FOTO: SZ / Robby Lorenz
Praktisch jede Interessengruppe in Deutschland hat mindestens eine größere Lobby-Organisation. Anwälte, Architekten, Ärzte. Ja, selbst die Weihnachtsbaum-Betriebe sind in einem Bundesverband zusammengeschlossen. Von Stefan Vetter

Umso erstaunlicher, dass gerade der Pflegebereich hier noch so etwas wie ein Entwicklungsland ist. Gegen die Schaffung einer Bundespflegekammer gibt es jedenfalls große Widerstände. Da ist es sehr zu begrüßen, wenn sich Gesundheitsminister Jens Spahn nun dafür stark macht.

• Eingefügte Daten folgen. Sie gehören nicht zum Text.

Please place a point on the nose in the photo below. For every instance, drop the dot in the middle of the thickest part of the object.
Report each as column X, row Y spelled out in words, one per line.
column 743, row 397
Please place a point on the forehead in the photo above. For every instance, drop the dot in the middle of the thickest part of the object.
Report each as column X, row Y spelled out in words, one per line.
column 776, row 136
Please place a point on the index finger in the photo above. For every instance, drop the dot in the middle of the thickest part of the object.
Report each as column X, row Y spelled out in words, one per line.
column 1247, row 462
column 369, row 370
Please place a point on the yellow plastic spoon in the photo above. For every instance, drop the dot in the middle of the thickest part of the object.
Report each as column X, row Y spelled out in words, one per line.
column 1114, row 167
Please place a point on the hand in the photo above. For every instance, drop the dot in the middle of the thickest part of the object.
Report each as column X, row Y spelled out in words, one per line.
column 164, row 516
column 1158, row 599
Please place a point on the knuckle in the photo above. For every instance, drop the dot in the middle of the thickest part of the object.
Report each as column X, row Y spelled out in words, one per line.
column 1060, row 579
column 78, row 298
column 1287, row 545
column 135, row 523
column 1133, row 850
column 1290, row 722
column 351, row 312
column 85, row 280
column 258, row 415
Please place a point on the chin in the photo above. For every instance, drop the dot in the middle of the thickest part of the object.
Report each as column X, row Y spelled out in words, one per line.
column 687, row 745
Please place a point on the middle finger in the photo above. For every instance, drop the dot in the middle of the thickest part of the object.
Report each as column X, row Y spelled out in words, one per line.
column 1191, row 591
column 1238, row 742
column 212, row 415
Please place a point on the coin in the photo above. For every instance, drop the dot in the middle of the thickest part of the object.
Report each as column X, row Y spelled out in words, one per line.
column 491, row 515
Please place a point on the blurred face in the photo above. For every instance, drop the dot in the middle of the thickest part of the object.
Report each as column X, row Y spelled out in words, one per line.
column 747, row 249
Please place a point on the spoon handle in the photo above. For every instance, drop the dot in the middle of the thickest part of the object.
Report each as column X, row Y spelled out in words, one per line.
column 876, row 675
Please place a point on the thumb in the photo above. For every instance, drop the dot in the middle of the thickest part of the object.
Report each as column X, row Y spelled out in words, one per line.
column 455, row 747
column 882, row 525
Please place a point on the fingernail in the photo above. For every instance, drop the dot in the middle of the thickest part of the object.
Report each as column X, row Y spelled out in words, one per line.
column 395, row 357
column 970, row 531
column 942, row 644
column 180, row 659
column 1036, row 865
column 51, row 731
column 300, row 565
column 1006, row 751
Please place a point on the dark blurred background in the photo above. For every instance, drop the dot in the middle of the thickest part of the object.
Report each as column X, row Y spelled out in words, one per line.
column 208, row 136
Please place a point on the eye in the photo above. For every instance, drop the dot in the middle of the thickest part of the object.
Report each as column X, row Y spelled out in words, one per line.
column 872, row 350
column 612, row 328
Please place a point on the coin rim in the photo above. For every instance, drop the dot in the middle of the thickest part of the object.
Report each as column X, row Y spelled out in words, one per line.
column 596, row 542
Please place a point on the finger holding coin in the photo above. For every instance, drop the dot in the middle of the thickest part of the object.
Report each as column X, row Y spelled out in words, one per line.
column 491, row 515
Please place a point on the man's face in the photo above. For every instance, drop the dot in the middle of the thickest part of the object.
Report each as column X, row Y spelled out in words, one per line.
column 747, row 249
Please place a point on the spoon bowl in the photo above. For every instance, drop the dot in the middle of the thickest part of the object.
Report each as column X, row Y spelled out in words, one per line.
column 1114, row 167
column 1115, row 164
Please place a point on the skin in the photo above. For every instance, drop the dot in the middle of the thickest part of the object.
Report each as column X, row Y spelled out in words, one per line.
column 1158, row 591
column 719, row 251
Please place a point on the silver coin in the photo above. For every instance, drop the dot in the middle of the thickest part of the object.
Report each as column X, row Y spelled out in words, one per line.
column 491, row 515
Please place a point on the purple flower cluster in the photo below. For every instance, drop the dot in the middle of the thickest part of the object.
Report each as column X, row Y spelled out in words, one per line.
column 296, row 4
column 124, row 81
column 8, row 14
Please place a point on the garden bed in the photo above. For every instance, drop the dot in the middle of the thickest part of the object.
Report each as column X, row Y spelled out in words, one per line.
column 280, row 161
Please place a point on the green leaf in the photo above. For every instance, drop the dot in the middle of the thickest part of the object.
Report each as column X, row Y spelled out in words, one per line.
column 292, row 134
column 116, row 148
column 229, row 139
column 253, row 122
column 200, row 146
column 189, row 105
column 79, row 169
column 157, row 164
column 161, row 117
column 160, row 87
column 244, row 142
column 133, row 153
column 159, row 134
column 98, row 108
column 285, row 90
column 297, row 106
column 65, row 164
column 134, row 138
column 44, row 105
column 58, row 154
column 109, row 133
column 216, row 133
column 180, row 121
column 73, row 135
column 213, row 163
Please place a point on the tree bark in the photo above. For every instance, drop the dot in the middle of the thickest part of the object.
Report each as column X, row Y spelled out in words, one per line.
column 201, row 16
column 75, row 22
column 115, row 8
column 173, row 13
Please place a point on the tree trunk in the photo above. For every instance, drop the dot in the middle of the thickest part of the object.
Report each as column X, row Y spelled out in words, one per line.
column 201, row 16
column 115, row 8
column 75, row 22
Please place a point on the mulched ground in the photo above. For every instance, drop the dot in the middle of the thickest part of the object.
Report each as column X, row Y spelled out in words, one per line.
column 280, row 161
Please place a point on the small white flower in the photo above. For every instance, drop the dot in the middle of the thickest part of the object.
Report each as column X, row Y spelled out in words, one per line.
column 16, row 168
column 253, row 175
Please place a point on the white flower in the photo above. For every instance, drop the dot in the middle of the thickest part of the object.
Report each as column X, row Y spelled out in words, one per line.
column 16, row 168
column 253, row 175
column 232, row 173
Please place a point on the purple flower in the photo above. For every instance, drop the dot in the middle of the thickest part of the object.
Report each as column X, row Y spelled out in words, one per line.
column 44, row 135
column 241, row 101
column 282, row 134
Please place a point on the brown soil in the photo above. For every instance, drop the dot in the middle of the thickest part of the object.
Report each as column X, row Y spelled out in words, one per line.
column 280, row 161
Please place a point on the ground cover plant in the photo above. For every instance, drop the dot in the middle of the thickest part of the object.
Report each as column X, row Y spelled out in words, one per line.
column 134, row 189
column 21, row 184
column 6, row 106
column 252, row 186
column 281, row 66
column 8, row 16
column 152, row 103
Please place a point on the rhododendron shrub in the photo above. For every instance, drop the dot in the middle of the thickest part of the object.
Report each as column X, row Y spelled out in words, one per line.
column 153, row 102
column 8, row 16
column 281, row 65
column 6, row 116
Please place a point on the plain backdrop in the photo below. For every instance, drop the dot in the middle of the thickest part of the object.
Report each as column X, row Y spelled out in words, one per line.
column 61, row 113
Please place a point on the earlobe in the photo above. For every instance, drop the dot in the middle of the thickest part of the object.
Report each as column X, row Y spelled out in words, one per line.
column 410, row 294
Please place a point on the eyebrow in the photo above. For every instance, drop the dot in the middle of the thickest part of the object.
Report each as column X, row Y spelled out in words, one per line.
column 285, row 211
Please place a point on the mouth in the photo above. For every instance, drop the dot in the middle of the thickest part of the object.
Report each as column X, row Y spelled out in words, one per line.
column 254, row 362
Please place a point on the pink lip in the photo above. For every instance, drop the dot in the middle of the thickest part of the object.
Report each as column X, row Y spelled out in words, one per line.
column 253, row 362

Wer an das Gesundheitswesen denkt, der mag immer noch in erster Line an die Ärzteschaft denken. An die „Halbgötter in Weiß“, gegen die sich Schwestern, Physiotherapeuten oder Pfleger scheinbar nur wie Handlanger ausnehmen. In der Praxis hat sich dieses Bild jedoch deutlich gewandelt. Mit 1,2 Millionen Beschäftigten bilden die Pflegekräfte heute die größte Berufsgruppe in der Gesundheitswirtschaft. Sie verrichten auch eigenständige medizinische Leistungen. Von bloßen Hilfsdiensten kann keine Rede mehr sein. Die Bundesärztekammer ist zuständig für berufsrechtliche Entscheidungen sowie ethische Fragen und hat damit einen enormen gesellschaftlichen Einfluss. Und das sollte man auch der Pflegebranche zugestehen.